Although we have demonstrated that silencing PPM1H can increase the invasion and metastasis of BxPC-3 cells, as well as promote its proliferation and inhibit apoptosis, we also need to explore the specific mechanisms of these effects. Whether silencing PPM1H can also promote BxPC-3 cells to acquire CSC characteristics so that it can induce chemotherapeutic resistance of BxPC-3 cells, and whether overexpression of PPM1H could reverse the above process is not known.

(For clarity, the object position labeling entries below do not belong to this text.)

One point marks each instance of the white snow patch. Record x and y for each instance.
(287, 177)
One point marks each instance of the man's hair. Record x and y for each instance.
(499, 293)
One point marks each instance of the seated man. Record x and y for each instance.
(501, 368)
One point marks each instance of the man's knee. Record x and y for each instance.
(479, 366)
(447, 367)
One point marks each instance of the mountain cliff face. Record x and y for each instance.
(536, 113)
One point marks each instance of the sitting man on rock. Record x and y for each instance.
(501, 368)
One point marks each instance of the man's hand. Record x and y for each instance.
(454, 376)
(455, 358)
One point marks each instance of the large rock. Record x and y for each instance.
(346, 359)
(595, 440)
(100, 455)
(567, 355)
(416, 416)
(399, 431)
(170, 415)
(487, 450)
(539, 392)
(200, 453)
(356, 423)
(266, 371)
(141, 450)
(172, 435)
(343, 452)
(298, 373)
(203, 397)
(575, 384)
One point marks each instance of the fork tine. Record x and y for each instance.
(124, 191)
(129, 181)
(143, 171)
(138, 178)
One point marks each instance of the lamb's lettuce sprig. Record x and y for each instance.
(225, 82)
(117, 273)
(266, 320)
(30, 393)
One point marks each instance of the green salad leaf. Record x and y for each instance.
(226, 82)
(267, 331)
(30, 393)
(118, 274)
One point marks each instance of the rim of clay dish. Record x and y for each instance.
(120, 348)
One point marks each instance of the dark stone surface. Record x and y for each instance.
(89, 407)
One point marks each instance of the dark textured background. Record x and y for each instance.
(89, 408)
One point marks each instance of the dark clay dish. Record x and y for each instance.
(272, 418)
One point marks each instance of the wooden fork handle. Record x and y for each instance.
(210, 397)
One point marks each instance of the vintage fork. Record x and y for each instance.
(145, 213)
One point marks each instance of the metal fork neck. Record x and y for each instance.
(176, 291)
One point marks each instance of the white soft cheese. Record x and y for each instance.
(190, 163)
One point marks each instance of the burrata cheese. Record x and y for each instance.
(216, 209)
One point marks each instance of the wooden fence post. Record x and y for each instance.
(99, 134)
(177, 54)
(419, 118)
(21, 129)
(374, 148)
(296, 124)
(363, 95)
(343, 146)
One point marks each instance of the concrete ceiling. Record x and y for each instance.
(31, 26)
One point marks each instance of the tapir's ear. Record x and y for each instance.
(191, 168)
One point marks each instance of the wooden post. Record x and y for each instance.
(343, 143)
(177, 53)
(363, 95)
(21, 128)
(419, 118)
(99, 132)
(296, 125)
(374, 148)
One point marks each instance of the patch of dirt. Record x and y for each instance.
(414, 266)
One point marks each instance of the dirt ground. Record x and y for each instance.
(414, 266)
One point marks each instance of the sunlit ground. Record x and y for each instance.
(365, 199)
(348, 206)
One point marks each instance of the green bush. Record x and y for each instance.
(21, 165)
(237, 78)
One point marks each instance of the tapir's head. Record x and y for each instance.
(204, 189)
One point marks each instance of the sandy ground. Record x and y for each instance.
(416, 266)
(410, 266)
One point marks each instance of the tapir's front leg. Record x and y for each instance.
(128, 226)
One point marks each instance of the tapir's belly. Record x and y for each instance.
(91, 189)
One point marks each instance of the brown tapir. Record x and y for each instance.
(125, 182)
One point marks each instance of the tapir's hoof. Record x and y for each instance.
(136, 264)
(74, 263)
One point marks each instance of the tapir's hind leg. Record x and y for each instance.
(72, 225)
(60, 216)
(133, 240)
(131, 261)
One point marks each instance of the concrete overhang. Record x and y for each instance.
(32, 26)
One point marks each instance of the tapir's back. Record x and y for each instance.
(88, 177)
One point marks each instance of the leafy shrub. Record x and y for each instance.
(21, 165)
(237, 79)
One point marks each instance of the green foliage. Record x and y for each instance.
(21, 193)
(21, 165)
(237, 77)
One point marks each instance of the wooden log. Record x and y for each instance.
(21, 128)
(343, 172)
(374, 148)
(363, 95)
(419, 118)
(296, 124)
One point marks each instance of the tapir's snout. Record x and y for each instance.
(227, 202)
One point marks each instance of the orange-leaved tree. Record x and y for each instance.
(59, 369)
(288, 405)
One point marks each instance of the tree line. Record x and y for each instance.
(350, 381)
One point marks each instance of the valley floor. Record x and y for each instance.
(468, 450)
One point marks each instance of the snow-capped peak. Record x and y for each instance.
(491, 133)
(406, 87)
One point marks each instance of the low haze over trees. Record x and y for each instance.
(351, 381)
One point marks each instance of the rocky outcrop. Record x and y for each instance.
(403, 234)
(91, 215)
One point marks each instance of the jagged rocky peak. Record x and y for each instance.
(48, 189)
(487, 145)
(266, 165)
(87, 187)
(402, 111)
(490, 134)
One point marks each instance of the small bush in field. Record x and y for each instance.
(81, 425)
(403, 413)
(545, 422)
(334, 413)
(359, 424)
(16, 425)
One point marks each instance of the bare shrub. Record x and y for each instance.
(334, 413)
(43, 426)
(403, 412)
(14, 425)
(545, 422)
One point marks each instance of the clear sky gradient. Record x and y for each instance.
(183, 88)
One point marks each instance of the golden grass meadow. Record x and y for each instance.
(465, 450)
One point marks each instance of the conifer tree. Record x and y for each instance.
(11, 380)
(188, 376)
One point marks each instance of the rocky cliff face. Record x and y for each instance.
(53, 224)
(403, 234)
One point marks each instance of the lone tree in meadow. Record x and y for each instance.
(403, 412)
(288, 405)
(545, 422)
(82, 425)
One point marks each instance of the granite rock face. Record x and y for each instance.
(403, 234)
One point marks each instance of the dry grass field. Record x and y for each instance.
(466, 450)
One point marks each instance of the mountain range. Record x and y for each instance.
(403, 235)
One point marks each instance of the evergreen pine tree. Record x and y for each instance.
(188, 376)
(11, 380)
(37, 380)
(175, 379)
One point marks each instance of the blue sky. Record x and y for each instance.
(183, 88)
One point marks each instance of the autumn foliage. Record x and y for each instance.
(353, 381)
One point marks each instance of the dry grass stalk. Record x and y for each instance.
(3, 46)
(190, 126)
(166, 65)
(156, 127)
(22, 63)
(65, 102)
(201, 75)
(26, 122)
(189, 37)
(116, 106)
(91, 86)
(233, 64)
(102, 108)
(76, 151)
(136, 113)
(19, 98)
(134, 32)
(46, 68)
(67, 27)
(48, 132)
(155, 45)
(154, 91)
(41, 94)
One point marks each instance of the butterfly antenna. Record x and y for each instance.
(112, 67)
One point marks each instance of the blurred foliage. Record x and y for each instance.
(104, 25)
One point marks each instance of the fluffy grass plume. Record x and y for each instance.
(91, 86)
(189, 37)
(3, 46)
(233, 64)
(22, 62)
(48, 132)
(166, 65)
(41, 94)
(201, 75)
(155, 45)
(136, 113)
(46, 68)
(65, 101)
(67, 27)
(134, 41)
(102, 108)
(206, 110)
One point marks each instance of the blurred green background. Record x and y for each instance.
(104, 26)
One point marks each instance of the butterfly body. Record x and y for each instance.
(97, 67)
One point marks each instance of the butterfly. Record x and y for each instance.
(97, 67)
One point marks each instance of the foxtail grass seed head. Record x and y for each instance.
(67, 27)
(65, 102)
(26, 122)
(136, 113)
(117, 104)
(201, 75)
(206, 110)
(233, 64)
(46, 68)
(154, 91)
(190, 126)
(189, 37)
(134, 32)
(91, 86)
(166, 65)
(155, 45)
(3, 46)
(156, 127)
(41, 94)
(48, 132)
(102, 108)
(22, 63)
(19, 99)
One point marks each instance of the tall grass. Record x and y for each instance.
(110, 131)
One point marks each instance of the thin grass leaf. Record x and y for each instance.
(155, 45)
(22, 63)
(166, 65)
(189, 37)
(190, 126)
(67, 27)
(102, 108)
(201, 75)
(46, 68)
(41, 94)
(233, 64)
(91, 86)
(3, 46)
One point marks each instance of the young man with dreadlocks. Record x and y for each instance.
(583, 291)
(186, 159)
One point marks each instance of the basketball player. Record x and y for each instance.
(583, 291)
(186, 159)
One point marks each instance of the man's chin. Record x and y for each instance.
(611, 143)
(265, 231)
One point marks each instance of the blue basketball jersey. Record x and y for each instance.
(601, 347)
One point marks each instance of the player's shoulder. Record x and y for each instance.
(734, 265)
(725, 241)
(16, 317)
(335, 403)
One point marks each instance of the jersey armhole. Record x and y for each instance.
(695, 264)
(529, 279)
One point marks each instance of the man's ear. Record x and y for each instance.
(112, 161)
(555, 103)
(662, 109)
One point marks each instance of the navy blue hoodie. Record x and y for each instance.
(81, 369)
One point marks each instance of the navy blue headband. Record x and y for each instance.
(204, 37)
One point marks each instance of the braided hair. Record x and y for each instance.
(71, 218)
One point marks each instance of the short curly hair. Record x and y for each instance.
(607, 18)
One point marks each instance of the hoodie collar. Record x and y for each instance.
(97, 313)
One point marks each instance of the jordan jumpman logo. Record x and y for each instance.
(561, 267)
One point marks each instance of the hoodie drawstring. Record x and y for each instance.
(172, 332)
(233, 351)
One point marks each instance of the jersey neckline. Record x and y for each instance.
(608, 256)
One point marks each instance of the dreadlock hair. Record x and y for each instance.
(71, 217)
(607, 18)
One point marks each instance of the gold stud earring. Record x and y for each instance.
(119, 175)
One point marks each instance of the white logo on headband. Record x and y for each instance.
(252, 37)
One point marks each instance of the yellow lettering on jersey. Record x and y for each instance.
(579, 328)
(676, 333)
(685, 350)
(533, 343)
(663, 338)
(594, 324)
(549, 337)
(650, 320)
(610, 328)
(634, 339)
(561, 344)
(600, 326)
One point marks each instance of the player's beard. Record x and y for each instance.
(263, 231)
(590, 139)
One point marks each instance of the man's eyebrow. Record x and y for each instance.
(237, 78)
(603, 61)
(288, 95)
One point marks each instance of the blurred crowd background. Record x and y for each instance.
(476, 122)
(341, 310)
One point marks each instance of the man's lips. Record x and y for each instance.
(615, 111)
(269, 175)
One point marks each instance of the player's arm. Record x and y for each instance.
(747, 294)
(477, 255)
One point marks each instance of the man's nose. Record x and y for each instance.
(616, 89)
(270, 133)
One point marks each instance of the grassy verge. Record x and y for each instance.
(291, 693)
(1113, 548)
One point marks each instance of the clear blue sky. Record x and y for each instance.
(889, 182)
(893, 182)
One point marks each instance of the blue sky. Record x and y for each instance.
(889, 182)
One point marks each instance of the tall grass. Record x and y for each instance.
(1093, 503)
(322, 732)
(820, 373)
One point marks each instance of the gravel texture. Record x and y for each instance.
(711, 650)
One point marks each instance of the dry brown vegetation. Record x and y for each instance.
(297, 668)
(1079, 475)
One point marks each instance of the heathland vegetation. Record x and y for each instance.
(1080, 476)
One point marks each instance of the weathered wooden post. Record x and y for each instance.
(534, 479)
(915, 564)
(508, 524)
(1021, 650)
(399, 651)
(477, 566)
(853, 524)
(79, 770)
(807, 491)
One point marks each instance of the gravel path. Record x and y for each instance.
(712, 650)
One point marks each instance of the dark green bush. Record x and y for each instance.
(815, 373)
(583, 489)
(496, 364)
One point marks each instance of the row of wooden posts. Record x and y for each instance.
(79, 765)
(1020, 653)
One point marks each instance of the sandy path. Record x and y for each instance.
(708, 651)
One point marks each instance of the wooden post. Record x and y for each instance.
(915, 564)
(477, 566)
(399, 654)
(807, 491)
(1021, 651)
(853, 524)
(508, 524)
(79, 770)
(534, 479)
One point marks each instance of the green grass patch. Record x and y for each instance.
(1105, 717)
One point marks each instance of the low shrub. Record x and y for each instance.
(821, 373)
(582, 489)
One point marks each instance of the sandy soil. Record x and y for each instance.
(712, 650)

PPM1H presented low expression in pancreatic cancer cell lines, and silencing PPM1H can enhance the invasion and metastasis of BxPC-3 cells by mediating EMT. Silencing PPM1H also promotes proliferation and inhibits apoptosis of BxPC-3 cells. These effects may be produced by increasing AKT phosphorylation. This study suggests that PPM1H may be a novel tumor suppressor gene for pancreatic cancer. A better understanding of the function of PPM1H in pancreatic cancer is expected to provide new insight into the molecular targets of gene therapy for pancreatic cancer.